CIBC Guilty of Age Discrimination Against 42 Year Old

A British employment law tribunal has ruled that the CIBC dismissed a 42 year old executive in its London office in order to replace him with a ‘younger’ less experienced (read “cheaper”) employee.  That was found to be age discrimination.
An issue we discuss in my employment law course is how employees can prove discrimination claims, since the employer will almost always give some other business reason why the action has been taken.  This is indeed a problem with a complaint-based model.  Employees or applicants don’t usually know the precise reason for an employer decision, since they are not in the room when decisions are made.  But employees/applicants have suspicions.  The human rights tribunal have to sort out what is the real reason and is it related to discrimination.

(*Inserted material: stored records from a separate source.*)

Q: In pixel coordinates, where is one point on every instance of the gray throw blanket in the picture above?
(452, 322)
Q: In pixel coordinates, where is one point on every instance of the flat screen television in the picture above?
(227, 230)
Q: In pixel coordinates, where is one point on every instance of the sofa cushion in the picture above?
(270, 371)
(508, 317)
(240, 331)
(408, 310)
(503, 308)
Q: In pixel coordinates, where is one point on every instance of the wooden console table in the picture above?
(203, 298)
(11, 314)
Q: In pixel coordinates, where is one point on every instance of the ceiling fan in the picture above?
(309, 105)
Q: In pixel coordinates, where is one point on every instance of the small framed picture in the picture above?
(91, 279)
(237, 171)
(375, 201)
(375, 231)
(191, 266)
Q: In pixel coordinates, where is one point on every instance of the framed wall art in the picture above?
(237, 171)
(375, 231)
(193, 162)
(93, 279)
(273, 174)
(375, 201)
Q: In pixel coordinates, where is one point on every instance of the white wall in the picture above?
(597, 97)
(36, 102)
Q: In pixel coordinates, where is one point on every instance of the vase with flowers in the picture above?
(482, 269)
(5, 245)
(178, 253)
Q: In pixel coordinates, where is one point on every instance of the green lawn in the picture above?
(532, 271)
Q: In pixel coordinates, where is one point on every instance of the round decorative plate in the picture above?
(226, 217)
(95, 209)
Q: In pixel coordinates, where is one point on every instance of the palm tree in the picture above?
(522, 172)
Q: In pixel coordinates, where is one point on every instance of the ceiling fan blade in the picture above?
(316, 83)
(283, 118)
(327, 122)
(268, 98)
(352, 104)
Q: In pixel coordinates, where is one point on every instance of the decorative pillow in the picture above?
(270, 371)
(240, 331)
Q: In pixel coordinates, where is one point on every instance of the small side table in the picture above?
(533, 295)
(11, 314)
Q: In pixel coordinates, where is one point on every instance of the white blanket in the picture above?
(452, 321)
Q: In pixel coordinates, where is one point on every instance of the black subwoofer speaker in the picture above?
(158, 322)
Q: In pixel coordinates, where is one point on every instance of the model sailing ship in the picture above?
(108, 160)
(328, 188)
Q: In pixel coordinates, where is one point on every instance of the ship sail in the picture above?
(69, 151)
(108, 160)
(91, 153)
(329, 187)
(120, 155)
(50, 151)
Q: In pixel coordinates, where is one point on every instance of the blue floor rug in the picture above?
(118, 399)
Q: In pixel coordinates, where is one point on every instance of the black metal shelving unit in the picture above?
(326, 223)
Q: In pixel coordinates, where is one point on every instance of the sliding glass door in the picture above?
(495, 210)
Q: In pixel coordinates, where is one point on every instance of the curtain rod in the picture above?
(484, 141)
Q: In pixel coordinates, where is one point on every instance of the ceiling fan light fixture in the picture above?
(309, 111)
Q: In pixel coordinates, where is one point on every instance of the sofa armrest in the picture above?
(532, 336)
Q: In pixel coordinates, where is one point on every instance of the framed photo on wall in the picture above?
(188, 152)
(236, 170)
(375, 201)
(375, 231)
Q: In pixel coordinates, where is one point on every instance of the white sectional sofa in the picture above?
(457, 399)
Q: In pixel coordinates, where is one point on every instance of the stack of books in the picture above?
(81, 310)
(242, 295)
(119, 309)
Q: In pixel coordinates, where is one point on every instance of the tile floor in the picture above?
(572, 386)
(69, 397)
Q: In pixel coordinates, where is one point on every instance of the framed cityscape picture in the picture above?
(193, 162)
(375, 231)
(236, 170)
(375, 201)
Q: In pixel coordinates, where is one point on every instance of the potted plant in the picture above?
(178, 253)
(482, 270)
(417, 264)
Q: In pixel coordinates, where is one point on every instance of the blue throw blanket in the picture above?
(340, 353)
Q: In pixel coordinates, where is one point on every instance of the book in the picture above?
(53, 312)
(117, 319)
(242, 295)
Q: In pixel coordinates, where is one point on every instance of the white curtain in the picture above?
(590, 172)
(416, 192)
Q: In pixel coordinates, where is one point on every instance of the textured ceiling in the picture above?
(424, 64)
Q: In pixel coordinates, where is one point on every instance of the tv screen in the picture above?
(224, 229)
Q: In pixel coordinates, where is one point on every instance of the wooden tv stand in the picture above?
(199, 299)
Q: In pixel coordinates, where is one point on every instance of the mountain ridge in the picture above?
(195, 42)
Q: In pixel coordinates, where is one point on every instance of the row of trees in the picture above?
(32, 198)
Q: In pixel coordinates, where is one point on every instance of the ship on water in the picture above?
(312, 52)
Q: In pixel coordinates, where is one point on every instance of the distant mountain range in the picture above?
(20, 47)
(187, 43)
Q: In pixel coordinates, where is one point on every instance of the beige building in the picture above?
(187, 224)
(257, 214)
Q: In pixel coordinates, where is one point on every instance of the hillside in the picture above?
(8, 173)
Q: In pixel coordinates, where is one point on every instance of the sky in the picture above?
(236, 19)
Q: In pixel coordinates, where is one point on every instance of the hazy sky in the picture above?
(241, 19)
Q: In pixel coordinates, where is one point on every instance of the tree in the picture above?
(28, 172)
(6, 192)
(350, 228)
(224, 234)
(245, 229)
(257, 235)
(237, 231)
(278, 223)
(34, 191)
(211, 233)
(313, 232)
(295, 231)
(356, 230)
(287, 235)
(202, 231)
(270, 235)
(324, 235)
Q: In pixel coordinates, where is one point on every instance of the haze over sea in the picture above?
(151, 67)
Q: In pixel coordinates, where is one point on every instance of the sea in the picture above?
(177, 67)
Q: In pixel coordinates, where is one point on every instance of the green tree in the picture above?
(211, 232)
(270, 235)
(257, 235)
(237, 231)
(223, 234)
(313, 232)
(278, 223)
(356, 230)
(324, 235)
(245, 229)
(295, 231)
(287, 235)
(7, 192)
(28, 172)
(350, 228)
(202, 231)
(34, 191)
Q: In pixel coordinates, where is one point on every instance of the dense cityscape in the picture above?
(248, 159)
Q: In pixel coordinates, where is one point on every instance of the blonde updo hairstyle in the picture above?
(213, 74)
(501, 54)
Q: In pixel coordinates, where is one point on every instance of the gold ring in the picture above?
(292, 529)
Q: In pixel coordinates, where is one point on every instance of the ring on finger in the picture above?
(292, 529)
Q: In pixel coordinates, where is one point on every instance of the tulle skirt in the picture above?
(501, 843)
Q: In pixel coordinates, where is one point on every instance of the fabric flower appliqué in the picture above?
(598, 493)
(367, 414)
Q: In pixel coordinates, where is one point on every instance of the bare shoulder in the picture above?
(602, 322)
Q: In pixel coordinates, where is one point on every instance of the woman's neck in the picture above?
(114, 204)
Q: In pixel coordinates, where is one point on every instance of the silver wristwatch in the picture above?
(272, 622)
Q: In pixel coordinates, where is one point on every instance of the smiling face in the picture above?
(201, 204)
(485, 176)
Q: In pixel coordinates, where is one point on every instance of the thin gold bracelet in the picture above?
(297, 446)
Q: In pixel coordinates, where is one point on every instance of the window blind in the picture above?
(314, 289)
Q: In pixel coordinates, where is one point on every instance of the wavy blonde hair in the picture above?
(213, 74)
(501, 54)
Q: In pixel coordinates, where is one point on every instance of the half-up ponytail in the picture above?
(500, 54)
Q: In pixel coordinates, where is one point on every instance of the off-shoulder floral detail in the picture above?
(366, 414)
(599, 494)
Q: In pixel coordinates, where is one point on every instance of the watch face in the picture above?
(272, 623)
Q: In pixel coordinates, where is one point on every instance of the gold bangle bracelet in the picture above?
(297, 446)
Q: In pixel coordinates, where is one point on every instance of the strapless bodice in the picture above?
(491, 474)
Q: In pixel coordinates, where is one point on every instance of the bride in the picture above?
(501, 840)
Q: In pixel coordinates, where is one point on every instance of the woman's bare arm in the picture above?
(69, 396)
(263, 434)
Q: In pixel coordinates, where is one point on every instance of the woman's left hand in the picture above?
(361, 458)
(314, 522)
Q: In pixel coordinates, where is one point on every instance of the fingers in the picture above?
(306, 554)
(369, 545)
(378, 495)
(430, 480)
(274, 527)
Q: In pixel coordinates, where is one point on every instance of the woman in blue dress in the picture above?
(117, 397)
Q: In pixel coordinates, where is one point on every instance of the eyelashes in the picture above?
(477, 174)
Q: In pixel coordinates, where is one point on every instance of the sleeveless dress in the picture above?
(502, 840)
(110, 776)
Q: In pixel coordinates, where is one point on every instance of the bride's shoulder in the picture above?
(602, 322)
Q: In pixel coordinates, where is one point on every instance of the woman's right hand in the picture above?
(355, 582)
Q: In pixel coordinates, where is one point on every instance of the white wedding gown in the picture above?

Sometimes there is a smoking gun.  That was the case here.  The sharp pencils at CIBC retained a head-hunter to replace the dismissed employee and sent a job description to a head-hunting firm that included the line: “seeking younger, entrepreneurial profile (not a headline profile rainmaker).”  That was enough evidence for the Tribunal to conclude that the dismissal of the 42 year old was related to a preference for a younger (i.e. cheaper) employee.  A decision will come later on the remedy.
By the way, would it be illegal for a head-hunter firm in Canada to comply with a request by a client to send only ‘young’ workers (or only women, or only white people, etc)?  Check out Section 23(4) of the Ontario Human Rights Code.  Does this answer that question?